Résultat, d'autres fabricants spécialisés dans des produits qui n'ont rien à voir, voyant la demande exploser, se sont rués sur l'occasion pour en fabriquer à leur tour. Selon l'AFP, il y aurait eu près de 9.000 nouveaux producteurs de masques en Chine lors des deux premiers mois de l'année. Certaines usines fabriquent entre 60 et 70.000 masques par jour. Mais, ces nouveaux fabricants débutent sur le marché et la plupart ne connaissent pas les normes européennes, voire n'en ont cure. En prime, le prix des matériaux nécessaires à la fabrication de masques FFP2 a également explosé. Alors, autant les remplacer par autre chose...
Des intermédiaires entre bonnes et mauvaises intentions
Le boulot d'un trader ? Acheter pour vendre. Si vous êtes trader et qu'on vous dit qu'il y a des millions d'euros à se faire avec les masques de protection, vous allez vous jeter sur ce marché juteux. D'habitude, les Etats et hôpitaux ont leurs réseaux bien définis et sécurisés. Mais ils sont saturés par la demande. Il faut donc en trouver d'autres... Mais comment discerner le bon grain de l'ivraie alors que le nombre d'intermédiaires s'est multiplié par X en quelques semaines ?

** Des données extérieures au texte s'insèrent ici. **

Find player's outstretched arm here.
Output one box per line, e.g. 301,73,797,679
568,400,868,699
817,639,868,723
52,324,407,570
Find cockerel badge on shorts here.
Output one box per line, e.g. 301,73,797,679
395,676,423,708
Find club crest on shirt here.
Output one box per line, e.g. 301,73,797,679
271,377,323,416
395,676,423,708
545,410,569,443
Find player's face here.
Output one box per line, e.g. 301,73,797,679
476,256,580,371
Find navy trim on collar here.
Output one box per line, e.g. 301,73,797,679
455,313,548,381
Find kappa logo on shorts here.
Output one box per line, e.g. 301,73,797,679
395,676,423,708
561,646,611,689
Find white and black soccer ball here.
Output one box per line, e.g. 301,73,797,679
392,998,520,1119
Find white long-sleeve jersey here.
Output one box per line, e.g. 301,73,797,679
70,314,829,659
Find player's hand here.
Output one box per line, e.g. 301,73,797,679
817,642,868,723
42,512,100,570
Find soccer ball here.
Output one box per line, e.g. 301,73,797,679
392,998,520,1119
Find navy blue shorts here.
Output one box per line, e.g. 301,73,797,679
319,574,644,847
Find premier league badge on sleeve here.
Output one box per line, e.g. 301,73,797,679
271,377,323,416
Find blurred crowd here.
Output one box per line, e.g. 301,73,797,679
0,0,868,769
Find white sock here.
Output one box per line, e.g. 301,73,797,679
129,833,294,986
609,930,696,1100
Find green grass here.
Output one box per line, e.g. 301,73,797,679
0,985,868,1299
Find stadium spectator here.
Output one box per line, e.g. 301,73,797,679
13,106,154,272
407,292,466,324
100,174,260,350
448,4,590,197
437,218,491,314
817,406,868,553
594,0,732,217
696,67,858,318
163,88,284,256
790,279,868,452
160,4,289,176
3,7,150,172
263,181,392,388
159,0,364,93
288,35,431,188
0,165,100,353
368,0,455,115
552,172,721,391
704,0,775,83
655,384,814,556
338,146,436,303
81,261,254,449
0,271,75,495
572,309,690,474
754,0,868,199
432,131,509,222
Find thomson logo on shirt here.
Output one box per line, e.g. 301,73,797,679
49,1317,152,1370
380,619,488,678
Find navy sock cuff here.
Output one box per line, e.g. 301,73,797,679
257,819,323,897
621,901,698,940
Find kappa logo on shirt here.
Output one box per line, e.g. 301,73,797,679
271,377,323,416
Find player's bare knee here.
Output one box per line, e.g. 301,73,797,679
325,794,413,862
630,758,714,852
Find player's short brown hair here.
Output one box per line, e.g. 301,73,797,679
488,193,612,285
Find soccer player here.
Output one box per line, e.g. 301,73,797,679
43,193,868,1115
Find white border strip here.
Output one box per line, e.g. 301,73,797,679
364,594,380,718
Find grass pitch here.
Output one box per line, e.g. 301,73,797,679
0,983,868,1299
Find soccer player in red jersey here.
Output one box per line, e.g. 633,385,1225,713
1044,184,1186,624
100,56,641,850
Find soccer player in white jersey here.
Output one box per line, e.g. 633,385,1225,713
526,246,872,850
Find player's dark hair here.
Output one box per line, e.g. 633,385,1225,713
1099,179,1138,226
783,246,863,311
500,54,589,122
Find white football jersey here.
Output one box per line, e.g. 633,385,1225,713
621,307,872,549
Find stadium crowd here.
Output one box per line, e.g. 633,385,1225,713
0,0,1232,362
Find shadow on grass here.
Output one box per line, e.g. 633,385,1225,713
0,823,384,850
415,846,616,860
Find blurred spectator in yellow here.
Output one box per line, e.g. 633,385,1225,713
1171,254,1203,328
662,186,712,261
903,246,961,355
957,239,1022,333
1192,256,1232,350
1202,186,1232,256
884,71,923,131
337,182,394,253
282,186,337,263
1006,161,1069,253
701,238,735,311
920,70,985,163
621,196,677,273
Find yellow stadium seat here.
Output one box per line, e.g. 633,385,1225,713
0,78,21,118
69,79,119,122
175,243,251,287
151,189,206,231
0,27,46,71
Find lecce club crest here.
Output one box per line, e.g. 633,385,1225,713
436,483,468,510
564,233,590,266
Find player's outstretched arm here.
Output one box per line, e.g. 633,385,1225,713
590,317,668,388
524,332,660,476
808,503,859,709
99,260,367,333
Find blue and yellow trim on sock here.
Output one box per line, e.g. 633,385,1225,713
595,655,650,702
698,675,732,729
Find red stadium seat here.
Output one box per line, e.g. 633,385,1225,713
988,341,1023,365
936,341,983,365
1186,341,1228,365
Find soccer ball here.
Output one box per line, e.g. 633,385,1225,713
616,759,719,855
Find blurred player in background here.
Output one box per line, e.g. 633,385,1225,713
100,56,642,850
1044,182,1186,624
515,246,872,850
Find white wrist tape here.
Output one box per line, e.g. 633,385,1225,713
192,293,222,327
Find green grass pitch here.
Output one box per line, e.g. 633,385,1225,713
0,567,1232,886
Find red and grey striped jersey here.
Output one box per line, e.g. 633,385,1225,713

La task force de l'Agence fédérale des médicaments et produits de santé dirigé par le ministre De Backer a été créé spécialement pour cela. Selon la communication officielle, avant de commander, il y a un contrôle des fournisseurs pour s'assurer que le produit vendu répond aux normes et qu'il dispose des certificats nécessaires. Comment ? « Nous vérifions par exemple à quelles autres organisations l’entreprise livre et si on peut vérifier cela. S’il n’y pas suffisamment de sécurité ou de garantie, nous demandons au fournisseur d’envoyer des échantillons. Nous les contrôlons dans nos laboratoires belges avant de placer une commande ».
Problème, le temps que cela soit fait comme il se doit, le stock proposé sera déjà vendu à un autre. Ensuite, cela ne garantit rien, comme on a pu le voir avec les 3 millions de masques livrés mais inutilisables. Intermédiaires voulant aider ou vrais faussaires, il s'agit juste de nouveaux noms jusque ici inconnus ajoutés dans la boîte mail de livreurs... Comment savoir à qui faire confiance ? De plus, comment savoir vraiment à quel moment de la chaîne la faute a été commise ?
Certains intermédiaires dégotent les masques sur Internet, sans savoir eux-mêmes ce qu'ils achètent. D'autres se sont spécialisés dans la fraude des certificats de qualité, en offrant leur aide aux producteurs pour leur assurer une notation CE (certification européenne) falsifiée. Selon la Fédération européenne de sécurité, ces fraudes sont passées de une par mois à 5 à 10 par jour... Enfin beaucoup préfèrent vendre leur stock de masques FFP2 à des acteurs privés de vente en ligne plutôt qu'aux Etats et hôpitaux, simplement parce qu'ils en tireront beaucoup plus d'argent.
En clair, les Etats ont, semble-t-il, complètement perdu la main sur le marché des masques de protection. Le trader interrogé par Le Soir résume ainsi la situation : « C’est de la stupidité de la part de l’Etat de laisser un produit aussi sensible que des masques de protection aux mains du secteur privé. Si c’est une nécessité nationale, je ne devrais pas être autorisé à jouer avec ces produits. Les pouvoirs publics devraient me contraindre à leur vendre tout mon stock à mon prix d’achat, augmenté de 3 %, pour rediriger ces masques de bonne qualité à ceux qui en ont le plus besoin : le personnel des hôpitaux, les généralistes, les laborantins qui effectuent les tests de dépistage du coronavirus ».